By Kim Hart - 11/12/09 02:00 PM EST
During yesterday's Kojo Nnamdi show on NPR, Johnson said he prefers open-source standards like HTML and XML so data can be published in its raw form "to give the public the opportunity to mash it up or interact with the data."
Government transparency has been a popular topic of conversation in the year since President Obama took office. It's a cause the White House says it backs, and has rolled out projects like Recovery.gov to display data about stimulus projects. Federal Chief Information Officer Vivek Kundra has made public government data available on Data.gov so third-party developers can use it to create new applications for citizens.
Rob Pinkerton, Adobe's director of government solutions, was also on the radio show and said formats like PDF are easy for non-programmers to publish data to the Web, which is the ultimate goal. Dave Watts, chief technology officer of Fig Leaf Software, which helps agencies with data-sharing projects, said on the show that agencies have very small budgets and expertise in data collection and distribution.

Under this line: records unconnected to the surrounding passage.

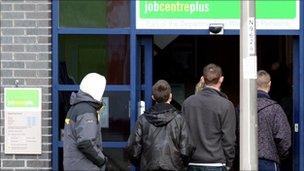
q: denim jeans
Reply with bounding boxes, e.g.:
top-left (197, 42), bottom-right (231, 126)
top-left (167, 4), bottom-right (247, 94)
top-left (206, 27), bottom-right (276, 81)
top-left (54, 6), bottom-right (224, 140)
top-left (187, 165), bottom-right (227, 171)
top-left (259, 159), bottom-right (280, 171)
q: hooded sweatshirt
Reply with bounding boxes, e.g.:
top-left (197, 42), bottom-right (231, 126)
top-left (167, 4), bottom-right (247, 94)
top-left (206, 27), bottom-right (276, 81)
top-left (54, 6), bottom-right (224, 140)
top-left (126, 103), bottom-right (195, 171)
top-left (63, 91), bottom-right (107, 171)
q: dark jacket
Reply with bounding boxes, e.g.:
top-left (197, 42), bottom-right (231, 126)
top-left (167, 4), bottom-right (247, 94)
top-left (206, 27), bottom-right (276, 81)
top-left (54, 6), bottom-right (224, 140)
top-left (257, 90), bottom-right (291, 164)
top-left (182, 87), bottom-right (236, 167)
top-left (126, 103), bottom-right (195, 171)
top-left (63, 91), bottom-right (107, 171)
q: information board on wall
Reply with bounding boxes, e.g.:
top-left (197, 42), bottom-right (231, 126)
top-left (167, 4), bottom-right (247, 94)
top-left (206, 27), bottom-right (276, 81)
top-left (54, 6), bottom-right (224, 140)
top-left (136, 0), bottom-right (299, 30)
top-left (4, 88), bottom-right (42, 154)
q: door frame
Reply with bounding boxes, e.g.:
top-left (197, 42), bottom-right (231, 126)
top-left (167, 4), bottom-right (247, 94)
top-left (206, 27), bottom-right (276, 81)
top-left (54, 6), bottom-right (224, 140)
top-left (139, 18), bottom-right (304, 171)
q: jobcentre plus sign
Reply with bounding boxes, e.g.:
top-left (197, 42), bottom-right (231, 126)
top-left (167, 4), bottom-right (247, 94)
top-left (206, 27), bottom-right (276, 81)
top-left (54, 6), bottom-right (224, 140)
top-left (136, 0), bottom-right (299, 30)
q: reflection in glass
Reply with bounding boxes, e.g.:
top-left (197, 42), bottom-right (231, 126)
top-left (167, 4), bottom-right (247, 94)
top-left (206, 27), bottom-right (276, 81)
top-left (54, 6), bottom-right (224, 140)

To be sure, digitizing public data and putting information in readable forms on the Web are still relatively new notions for government agencies. They have decades worth of information that is time-consuming and expensive to transfer to digital form. And making sure it is machine-readable is not the highest priority.
There are other options for publishing data online. Scribd, a relatively young San Francisco company, is available on Apps.gov, which means any government agency can use it. The tool turns PDF and Microsoft Word, Excel and PowerPoint files into online documemts that can be embedded into other Web sites. Readers can cut, paste and leave comments.
The Federal Communications Commission, for example, uses Scribd to post documents online, said Tammy Nam, Scribd's vice president of content and marketing. Sen. Mark Warner (D-Va.) and the European Commission are also users.
Then there's Google, which launched a tool in April to make statistics from the Bureau of Labor Statistics and Census Bureau available to searchers. For example, if you searched for unemployment rates in Virginia, a graph would appear at the top of the results. Here's a story I wrote about this for the Washington Post.
Yesterday, Google expanded the amount of data available to include Data from the World Bank.
Ola Rosling, a product manager on Google's search team, said he shares Johnson's frustrations with PDF files and laments the lack of raw data on the Web.
He said it's best if agencies do not publish data in PDF or Word files, which require proprietary software. Instead, a simple text file is easier to search, parse and visualize.
"Any third-party would benefit" from the data, he said.